Here Mr. White discusses five things cardiology practices should think about when considering integration or hospital employment.

1. Fee schedules are taking significant cuts. Cardiologists are suffering significant cuts to their fee schedules, especially in the area of non-invasive diagnostic imaging, according to Mr. White. "The government has ratcheted down payments to the point where it's very, very difficult to survive," Mr. White says. "You might get a 21 percent cut to reimbursement from Medicare, and if the private payors follow suit, a 21 percent cut to revenue is tremendous." Even though more patients are seeking out cardiologists as baby boomers hit the age of cardiovascular disease, revenue per patient is down, so cardiologists are doing business at a loss.

"If you're going to stay in private practice, you have to find new revenue opportunities by learning to do things more efficiently," Mr. White says. Some cardiologists who don't want to completely integrate with a hospital are choosing to quasi-partner with hospitals by managing their cardiovascular service lines, he says.

2. Regulations for private practices are getting tighter. "If you're going to remain independent, you're going to have to understand that regulations are put in place to really influence the way you do business," Mr. White says. "MedPAC has got a bias against physicians owning their own equipment." The American College of Cardiology has also developed appropriate use criteria to determine whether a study is appropriate for a given patient scenario and diagnosis. With a growing concern about cost and radiation exposure, as well as laws on physicians referring patients to a business in which they have a financial stake, physicians in private practice may have difficulty making as much money from diagnostic tests as they did in the past.

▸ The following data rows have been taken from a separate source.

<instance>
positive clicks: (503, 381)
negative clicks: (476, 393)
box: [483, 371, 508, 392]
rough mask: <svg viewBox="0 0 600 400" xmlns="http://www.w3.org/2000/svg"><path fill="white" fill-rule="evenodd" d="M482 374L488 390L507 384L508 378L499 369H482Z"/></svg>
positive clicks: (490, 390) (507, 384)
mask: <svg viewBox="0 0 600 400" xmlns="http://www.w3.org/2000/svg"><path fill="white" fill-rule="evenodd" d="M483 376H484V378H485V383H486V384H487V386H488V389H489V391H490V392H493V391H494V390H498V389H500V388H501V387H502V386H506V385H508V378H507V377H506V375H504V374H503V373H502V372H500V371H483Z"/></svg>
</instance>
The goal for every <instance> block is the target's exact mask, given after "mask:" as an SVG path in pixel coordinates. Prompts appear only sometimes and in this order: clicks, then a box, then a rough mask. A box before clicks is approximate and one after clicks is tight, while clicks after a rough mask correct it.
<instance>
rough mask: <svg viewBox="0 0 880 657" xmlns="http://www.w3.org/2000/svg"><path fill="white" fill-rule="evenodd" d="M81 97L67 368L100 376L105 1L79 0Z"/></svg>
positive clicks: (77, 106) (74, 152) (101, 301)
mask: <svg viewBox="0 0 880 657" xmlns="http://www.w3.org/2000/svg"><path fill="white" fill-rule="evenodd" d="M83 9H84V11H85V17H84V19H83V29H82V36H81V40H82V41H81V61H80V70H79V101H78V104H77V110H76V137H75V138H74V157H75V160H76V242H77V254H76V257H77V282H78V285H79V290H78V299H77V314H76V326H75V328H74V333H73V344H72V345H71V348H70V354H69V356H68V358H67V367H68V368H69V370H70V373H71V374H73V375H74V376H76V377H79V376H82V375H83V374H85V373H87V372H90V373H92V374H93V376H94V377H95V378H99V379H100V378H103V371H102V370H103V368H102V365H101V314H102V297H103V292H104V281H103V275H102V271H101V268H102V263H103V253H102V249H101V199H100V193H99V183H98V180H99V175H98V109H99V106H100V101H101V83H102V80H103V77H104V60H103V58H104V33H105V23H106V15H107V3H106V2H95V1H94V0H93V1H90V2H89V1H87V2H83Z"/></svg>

3. Hospitals are looking for cardiologists. It isn't just cardiologists who are looking to move from private practice to hospital integration; the shift benefits hospitals too. Because cardiology tends to be one of the big profit centers for hospitals, hospitals need quality cardiology centers in order to be financially viable. "Once you're under the same roof, cardiologists and hospital administrators can get together to improve quality and efficiencies and standardize on equipment," Mr. White says. "Cardiology practices in hospitals can also bill for non invasive diagnostic studies, which is one of the quick ways of seeing returns on your investments if you're a hospital administrator. The smart CEO knows that he should bring cardiologists on board and keep them happy."

Of course, the trend of cardiologists wanting to integrate means competition. "In some markets, this may be really difficult," Mr. White says. Cardiologists may have to dedicate themselves to a particular hospital, rather than admitting patients at several hospitals.

4. Hospital-integrated physicians can practice more smoothly and efficiently. Mr. White says that physicians who integrate with a hospital generally see positive changes in their day-to-day routines. Instead of worrying about finances and focusing on managing risks, physicians can concentrate on practicing medicine. He says, "Physicians are realizing, 'I can be more efficient and the staff understands that patients will be best served if they can make my work easier.' They aren't bogged down by administrative concerns."

5. Integrated physicians recommend integration.
According to Mr. White, a recent MedAxiom survey found that of all the physician groups surveyed that integrated with hospitals, 100 percent would recommend integration to their colleagues. When asked about physician satisfaction, all but one group, which estimated satisfaction was the same, said satisfaction had improved since integration. "When we asked about the driving force toward integration, all the responses were financially related, but once hospitals and cardiology practices turned toward long-term integration, governance became far more important," says Mr. White. Physicians said they enjoyed being able to self-manage and let the cardiologist group board report to the hospital CEO, rather than being micro-managed as they had feared.